Fantastic presentation today and a great discussion afterwards. I was thinking about our rudimentary trope-system and some of the suggestions made. Janelle mentioned Nellie Furtado’s song “I’m Like a Bird”. Though she might better serve our purposes were she Californian rather than Canadian, the lyrics of that song, with their reference to flight and escape, tap into a key value of California Culture, one that Robert Johnson’s Sweet Home Chicago hits upon as well: the desire to move unimpeded through space, bird-like, whether toward the promised land of California dreams; Gold Mountain; orange groves heavy with ripening fruit; a “virgin” territory of material wealth and possibility; or Hollywood, the center of image-production, the proving ground for luck and talent.
To this thickening stew Anthony tossed in an unexpected ingredient, the Blue Angels, stationed at Miramar, whose speed and thrust exceed even the fastest of birds. I’m not sure if those navy aviators (“Don’t ever call them pilots,” my dad used to instruct me. “In the Navy pilots drive ships.”) refer to themselves or their craft as ‘birds’ or some variant, but it is interesting to note that one of the main hazards confronting fixed-wing aircraft is the dreaded “bird strike”, perhaps the ultimate (and most destructive) meeting between bird and man.

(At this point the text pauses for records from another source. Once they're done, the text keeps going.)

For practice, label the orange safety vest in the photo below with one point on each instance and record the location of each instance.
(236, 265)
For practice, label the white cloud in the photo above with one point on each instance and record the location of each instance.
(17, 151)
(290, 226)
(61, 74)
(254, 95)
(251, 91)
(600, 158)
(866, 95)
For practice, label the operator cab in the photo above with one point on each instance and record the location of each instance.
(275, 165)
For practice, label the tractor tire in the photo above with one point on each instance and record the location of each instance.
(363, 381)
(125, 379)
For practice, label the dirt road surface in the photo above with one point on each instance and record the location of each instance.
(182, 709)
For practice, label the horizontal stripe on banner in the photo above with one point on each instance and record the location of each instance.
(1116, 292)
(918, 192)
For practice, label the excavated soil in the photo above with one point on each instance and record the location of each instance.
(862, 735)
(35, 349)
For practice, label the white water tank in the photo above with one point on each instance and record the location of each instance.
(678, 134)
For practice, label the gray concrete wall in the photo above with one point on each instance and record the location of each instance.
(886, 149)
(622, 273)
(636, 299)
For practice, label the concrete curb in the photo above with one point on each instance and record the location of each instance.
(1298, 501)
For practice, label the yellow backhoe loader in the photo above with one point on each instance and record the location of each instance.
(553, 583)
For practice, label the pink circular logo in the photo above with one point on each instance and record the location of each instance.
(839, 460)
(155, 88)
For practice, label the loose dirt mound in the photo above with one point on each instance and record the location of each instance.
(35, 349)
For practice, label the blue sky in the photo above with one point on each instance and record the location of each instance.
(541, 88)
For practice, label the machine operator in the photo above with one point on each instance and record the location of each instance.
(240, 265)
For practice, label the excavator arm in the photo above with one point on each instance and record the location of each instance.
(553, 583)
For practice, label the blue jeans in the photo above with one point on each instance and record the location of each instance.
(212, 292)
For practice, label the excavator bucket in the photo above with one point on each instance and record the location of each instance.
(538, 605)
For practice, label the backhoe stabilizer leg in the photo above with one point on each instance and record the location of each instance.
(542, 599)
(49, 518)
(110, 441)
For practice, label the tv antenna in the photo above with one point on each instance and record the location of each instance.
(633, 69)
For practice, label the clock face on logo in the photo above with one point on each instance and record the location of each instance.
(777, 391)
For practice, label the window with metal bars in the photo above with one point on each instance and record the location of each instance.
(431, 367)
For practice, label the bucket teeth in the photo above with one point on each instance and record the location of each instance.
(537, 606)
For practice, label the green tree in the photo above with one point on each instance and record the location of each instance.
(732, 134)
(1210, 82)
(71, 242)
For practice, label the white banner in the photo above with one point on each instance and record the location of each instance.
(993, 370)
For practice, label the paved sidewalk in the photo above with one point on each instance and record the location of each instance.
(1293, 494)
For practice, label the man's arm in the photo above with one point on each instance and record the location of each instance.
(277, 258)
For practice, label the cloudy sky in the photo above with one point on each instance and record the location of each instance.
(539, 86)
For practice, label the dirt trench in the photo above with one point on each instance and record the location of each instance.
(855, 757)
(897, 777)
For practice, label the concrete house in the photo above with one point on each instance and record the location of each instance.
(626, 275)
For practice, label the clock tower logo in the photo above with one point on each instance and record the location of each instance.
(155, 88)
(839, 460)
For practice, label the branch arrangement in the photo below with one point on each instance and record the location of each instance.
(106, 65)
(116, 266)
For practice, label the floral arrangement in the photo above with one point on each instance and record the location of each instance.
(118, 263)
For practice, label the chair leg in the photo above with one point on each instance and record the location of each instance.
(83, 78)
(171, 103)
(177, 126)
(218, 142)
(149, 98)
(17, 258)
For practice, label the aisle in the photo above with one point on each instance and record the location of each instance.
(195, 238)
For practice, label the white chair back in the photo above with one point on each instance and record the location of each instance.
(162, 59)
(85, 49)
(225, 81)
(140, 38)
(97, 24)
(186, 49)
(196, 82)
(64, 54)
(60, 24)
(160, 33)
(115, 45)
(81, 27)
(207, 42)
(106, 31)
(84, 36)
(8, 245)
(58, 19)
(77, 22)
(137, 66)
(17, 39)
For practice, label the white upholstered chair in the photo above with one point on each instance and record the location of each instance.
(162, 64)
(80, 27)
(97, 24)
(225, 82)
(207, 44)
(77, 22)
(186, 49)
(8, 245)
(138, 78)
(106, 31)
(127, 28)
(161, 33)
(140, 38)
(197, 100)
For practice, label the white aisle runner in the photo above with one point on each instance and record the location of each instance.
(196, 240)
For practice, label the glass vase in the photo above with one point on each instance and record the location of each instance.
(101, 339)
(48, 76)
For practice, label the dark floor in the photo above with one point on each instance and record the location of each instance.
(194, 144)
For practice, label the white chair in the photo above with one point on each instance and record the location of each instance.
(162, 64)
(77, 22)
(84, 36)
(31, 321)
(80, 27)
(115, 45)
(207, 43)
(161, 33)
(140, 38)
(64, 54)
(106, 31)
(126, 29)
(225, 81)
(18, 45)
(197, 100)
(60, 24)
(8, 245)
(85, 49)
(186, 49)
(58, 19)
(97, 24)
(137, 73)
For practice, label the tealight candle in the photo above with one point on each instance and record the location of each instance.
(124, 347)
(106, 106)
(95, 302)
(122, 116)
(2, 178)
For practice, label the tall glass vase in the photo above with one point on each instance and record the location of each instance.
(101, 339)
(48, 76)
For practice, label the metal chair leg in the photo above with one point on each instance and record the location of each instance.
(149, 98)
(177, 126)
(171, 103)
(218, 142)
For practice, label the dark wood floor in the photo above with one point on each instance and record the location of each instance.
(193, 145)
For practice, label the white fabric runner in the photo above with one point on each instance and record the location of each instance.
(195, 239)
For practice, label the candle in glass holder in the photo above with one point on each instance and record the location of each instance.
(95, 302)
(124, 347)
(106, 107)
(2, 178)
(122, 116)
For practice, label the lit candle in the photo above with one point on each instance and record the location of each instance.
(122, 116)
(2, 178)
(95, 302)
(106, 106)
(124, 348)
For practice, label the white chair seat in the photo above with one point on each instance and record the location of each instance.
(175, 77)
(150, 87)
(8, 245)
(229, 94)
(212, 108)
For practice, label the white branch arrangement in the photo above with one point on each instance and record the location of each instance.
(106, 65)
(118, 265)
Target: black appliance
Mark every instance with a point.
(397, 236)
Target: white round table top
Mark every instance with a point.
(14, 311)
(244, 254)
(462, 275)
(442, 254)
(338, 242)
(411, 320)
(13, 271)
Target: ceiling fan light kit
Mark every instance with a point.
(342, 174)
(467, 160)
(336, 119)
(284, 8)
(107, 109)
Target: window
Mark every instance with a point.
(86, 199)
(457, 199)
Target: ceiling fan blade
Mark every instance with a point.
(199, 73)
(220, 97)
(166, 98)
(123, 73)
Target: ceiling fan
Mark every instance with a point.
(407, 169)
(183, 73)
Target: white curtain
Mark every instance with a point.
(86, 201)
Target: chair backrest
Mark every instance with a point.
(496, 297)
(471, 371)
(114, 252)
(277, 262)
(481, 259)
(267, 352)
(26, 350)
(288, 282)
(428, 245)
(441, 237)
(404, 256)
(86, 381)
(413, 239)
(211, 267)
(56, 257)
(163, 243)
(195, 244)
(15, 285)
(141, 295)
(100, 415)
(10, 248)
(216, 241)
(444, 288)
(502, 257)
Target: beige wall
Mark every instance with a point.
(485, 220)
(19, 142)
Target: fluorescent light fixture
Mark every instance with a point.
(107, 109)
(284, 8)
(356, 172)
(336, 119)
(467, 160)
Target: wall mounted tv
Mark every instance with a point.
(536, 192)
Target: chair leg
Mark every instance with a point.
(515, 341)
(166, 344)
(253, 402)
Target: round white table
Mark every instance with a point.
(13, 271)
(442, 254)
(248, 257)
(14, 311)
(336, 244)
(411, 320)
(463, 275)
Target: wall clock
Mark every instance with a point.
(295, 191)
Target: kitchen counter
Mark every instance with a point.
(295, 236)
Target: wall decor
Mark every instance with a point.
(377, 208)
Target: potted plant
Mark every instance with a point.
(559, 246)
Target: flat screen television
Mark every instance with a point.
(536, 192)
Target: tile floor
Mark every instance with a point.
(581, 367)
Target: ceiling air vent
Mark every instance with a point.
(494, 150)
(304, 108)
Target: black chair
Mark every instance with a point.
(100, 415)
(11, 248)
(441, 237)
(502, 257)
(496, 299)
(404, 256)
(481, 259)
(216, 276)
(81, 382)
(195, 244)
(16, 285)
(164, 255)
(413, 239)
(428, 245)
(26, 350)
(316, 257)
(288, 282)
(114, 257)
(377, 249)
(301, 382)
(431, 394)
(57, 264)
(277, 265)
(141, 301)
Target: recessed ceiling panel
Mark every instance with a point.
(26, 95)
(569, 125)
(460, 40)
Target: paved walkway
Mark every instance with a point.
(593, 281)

In troping, ALL of this is fair game. The key is to construct a coherent system with intelligible links.
What then have we got? The fabled Birdman of Alcatraz– a sinner-saint known for his terrible crime and his kindness to animals– and his Catholic correlate, St. Francis– church father, philosopher and San Francisco namesake– whose statuary is forever flecked with pigeon droppings. Complicate that pairing with the anthropomorphic Donald Duck, in some sense a monstrous Bird Man with his tortured mode of speech, his sailor suit (sans pants) and his ridiculous rages.
The down-and-outer huddled on the curb buzzed on Thunderbird, taking flight of a different kind.
Or the Maltese Falcon, as Maria rightly pointed out one of the most significant birds we’ve yet encountered: a bird-man artifact, a creation of human hands, a sign of tribute to the king, the central character of Hammet’s novel.
How about the state bird, the California Valley Quail? Will this symbol of California fauna fit into our system of tropes?
Look where we’ve managed to travel in playing this critical game: the Hispano-Catholic origins of California culture, the military- and prison-industrial complexes of the 20th century, the Depression Era, San Francisco as a space of modernity, the innocent yet disturbing fantasy-images inscribed on the minds of children by one of Hollywood’s titans, Walt Disney. In this apparently innocuous exercise we’ve touched upon the chronic restlessness that seems to animate the California Dream, forms of social control, core institutions such as the military and the church, and mass society. Not bad.
Alcatraz Prison–>Birdman
we also have Pelican Bay State Prison.
Nice. We could play with the name of that location and perhaps the term ‘jailbird.’ Also, in the 19th century it was common for upper-class observers to call poor neighborhoods (tenements, ghettos, etc) “rookeries”– i.e. the nesting places of crows.
I let Connelley’s response to my suggestion to Big Bird as not being part of our trope-system marinate, and came up with this….Big Bird is not just a rollerskating, singing, muppett, he is a golden Condor, which is a fictional character. If you were to take the “Golden” and “Condor” they are not fictional but relate to the Golden state that we live in, and the Condor (not to be confused with the strip bar on Broadway) that we have in our own San Francisco zoo, it hits Cali in a big way. Furthermore if we were decenter Big Birds origin of hangin on Mr Hooper’s porch slangin rocks to Snuffleupagus smack dab in the middle of the Bronx, and reflect on the fact that there is over 33 different locally produced versions of Sesame street, ranging from Brazil, Czech Republic, or even Poland, we can see that ther is a deeper message behing his ice skating, unicycle ways.Plus its hot in those costumes. Hot like the beach. Ya!
Maltese Falcon flies the coop:
http://tinyurl.com/2vz6hu
Birdman is a badass rapper from New Orleans.
You guys know, Lil Wayne’s Dad.
No? Never heard of him?
Just me?
Okay.
guy- did you perhaps live AZ ever? if so I went to school with you. brittnibutterfly@gmail.com
Guy:
I stumbled across Birdman the rapper in my search for other bird-men. Haven’t heard his sound.